By working closely with medical practitioners, students begin to build a network of professionals who can help to facilitate their future careers. One of the common requirements for a later residency is a letter of recommendation from a physician, and rotations present the ideal period in which to develop a relationship and make an impression that may lead to the acquisition of such a letter. Additional network connections made at this time can lead to employment opportunities in the same hospital or someplace known to a member of the network.

What are some challenges associated with clinical rotations?

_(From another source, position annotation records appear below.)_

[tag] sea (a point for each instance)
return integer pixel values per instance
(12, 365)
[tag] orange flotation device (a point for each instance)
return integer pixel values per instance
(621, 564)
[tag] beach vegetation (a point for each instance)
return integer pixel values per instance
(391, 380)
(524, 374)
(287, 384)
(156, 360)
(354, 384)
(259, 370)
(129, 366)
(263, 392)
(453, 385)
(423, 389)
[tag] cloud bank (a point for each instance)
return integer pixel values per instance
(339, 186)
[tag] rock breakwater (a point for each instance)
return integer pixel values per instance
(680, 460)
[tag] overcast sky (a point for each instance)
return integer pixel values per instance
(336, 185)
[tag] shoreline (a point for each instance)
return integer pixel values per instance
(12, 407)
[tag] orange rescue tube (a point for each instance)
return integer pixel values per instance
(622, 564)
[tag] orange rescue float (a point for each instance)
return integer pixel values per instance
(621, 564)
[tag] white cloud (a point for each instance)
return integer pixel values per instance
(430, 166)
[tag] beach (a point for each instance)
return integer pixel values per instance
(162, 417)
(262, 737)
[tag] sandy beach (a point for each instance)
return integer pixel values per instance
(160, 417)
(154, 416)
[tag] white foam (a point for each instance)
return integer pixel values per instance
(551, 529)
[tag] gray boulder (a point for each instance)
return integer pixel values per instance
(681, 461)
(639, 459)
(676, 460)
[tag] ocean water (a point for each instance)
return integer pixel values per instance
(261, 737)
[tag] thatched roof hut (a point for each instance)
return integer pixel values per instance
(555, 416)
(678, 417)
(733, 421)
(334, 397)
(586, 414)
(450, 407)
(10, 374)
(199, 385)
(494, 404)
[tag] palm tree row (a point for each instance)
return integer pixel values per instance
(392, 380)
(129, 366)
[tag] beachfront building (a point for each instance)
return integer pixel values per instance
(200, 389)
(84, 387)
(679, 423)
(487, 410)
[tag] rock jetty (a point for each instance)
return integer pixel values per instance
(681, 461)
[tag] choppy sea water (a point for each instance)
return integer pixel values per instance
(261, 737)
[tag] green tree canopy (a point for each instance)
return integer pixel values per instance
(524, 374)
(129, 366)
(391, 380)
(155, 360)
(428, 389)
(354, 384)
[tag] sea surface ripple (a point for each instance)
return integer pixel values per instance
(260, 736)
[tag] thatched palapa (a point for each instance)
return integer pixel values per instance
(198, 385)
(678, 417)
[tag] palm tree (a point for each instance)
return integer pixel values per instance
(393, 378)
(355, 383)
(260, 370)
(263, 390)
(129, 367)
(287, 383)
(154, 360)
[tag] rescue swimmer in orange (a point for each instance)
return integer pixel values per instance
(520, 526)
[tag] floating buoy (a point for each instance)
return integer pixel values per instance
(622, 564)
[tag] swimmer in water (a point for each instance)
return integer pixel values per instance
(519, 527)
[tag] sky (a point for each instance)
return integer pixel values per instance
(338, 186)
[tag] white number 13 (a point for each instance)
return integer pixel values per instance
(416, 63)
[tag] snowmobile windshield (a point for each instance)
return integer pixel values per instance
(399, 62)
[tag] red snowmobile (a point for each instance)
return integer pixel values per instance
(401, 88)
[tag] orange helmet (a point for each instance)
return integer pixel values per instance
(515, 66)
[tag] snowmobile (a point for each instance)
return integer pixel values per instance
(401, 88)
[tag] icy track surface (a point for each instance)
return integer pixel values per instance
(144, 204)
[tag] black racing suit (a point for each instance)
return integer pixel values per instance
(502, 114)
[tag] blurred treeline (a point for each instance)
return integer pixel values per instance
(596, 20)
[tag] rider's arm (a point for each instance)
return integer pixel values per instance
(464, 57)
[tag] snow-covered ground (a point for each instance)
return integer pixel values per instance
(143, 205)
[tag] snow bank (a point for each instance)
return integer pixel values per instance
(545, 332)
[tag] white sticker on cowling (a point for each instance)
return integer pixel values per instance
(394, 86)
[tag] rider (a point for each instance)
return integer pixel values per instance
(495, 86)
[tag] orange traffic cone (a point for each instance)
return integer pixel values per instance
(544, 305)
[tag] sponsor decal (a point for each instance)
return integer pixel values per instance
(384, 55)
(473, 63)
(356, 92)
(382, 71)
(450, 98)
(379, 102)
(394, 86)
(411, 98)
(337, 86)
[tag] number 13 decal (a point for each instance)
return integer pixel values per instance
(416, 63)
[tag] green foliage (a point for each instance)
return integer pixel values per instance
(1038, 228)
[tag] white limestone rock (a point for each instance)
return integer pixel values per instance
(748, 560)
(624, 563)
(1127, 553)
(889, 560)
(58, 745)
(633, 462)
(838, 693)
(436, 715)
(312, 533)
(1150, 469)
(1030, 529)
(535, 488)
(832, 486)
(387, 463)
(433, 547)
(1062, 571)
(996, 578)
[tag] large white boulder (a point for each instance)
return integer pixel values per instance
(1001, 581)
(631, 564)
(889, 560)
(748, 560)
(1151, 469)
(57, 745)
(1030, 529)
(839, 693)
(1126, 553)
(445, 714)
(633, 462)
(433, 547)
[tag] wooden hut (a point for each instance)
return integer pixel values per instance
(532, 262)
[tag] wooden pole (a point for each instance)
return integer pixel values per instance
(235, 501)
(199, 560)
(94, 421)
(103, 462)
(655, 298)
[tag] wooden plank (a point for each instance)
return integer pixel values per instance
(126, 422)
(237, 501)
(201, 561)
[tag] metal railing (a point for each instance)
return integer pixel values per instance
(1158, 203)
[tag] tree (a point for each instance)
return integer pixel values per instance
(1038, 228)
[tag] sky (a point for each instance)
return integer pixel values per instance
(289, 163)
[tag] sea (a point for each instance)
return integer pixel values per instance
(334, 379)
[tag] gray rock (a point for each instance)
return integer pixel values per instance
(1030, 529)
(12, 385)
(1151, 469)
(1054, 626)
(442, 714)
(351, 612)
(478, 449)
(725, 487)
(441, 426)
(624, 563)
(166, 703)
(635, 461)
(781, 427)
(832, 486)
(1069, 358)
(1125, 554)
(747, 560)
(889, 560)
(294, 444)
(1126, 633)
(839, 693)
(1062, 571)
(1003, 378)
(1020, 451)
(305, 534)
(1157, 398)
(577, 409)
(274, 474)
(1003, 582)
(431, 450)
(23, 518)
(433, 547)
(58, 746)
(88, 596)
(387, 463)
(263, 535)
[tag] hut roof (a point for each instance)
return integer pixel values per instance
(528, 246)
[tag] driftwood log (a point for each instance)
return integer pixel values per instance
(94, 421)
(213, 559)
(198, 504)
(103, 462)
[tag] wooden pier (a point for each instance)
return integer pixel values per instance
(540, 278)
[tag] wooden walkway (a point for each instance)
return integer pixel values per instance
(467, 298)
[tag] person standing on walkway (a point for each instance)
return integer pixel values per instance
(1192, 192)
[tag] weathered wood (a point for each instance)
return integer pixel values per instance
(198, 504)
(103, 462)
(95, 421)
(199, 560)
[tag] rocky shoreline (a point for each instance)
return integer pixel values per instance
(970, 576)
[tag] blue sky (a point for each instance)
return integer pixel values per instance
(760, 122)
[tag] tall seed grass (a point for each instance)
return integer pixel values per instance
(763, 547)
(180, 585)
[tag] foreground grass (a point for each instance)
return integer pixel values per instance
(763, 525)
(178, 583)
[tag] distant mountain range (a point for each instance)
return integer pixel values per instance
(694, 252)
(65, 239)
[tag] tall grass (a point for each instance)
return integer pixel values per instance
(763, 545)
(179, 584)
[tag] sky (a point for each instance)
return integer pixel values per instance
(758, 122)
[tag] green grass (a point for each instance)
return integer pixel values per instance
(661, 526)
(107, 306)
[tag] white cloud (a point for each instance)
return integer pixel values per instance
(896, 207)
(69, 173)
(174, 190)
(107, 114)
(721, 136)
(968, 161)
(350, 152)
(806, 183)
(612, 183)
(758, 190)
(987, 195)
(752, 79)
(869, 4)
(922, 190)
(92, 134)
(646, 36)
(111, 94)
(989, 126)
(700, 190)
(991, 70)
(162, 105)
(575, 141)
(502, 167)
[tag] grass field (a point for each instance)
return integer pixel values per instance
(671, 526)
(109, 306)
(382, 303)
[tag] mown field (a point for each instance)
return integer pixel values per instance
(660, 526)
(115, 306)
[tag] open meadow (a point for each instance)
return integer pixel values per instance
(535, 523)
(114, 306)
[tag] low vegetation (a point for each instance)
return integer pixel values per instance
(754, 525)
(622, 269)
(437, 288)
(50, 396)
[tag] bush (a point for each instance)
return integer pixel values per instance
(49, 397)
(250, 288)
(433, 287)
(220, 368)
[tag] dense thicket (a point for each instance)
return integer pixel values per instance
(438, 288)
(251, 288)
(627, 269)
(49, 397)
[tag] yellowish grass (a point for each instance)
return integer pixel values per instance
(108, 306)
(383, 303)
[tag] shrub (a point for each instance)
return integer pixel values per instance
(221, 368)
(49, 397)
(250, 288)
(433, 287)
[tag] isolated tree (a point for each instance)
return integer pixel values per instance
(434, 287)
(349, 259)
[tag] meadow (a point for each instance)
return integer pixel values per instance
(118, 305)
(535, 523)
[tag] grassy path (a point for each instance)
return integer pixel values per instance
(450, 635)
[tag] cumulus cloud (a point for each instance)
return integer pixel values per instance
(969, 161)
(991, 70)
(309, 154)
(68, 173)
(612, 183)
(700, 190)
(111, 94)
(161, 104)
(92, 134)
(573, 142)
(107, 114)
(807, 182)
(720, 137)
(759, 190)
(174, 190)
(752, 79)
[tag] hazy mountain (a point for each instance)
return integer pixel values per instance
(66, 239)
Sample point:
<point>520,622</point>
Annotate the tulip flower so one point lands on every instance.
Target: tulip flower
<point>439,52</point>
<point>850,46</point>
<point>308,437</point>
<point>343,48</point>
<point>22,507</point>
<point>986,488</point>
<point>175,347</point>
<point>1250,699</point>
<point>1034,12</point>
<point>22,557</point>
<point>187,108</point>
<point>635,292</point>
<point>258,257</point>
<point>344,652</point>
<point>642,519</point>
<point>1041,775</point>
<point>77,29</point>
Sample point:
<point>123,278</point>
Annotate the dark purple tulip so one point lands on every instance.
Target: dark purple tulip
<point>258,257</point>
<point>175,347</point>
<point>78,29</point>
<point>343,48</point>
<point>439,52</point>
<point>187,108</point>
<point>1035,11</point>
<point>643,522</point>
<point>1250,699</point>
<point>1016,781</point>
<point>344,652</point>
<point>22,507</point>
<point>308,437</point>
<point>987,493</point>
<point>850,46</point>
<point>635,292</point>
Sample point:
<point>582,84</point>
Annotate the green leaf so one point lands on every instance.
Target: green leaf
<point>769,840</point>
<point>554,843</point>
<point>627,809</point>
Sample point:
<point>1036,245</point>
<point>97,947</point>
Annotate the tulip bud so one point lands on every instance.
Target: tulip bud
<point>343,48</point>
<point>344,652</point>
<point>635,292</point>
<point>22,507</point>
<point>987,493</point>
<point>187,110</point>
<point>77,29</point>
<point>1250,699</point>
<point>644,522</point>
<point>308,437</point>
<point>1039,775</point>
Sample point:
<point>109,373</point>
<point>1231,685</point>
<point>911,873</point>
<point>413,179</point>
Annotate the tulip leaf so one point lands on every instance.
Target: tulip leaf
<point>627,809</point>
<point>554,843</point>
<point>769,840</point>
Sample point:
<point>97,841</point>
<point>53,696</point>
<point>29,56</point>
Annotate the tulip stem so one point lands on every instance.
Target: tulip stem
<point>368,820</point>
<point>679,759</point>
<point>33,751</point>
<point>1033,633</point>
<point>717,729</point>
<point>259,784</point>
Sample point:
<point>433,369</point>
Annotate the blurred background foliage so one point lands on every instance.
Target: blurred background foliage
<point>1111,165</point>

With the transition from an academic to a clinical, the medical student is likely to encounter several challenges, the most common of which are:

Unfamiliar knowledge

Clinical rotations may introduce medical students to terms and concepts that their classroom material hasn't covered. One of these bits of unfamiliar knowledge is the large number of initialisms used in clinical settings, which often function as shorthand in patient histories, examinations, impressions and plans. Another is the range of less-common diagnoses and diagnostic tests they may encounter. In either case, it's a good idea for students to take notes as they go through their rotations, which can familiarize them with the new knowledge and prepare them for the next time it arises in a clinic.

Stress

Though clinical rotations can be rewarding, they can also put significant pressure on the student. Aside from dealing with the unfamiliarity of a clinical setting, there's also the necessity of preparing for shelf exams—year-three assessments of a student's familiarity and application of medical knowledge in a clinical setting. To keep from being overwhelmed, try to establish and keep to a system that balances study, rotations, personal obligations and recreation. Compartmentalizing the facets of your life as a medical student can help you more easily set priorities and shift mentally into the appropriate modes of behavior.

Related: Tips on How to Get Rid of Nerves and Feel More Confident

Emotional experiences

Part of treating people with illnesses or injuries is encountering instances when treatment doesn't succeed. Such times can be inherently challenging, especially so if you've established a bond with the patient. To handle these moments as a professional, it's essential to acknowledge that you did what you could to help the patient. On a personal level, it's appropriate to express sorrow, which can help you overcome feelings of grief. You might also consider seeking guidance from others, particularly attending physicians and residents, who have more experience in dealing with these situations.

How can you succeed in your clinical rotations?

Learning more about your patients' conditions is a good way to succeed in your clinical rotation. After getting to understand their symptoms, seek information that can contribute to their treatment. Not only can this benefit the patient, but it also helps you to think and work like a practitioner. Here are some more tips to help you succeed during your clinical rotations:

  • Interact with attending physicians. Your clinical rotations put you in contact with professionals in various specialties. Speaking with them, asking them questions and observing them as they work can provide you with invaluable knowledge that's unlikely to be accessible otherwise.

  • Interact with patients. As a medical student, you're likely to deal with fewer patients than residents and physicians, making it easier to learn about the specific condition of each. Understanding the variables unique to every patient can help you better understand diagnoses.

  • Interact with residents. They have more experience than you and are likely more accessible than the attending physician. Ask them for feedback on your clinical decision-making skills and guidance on how to improve.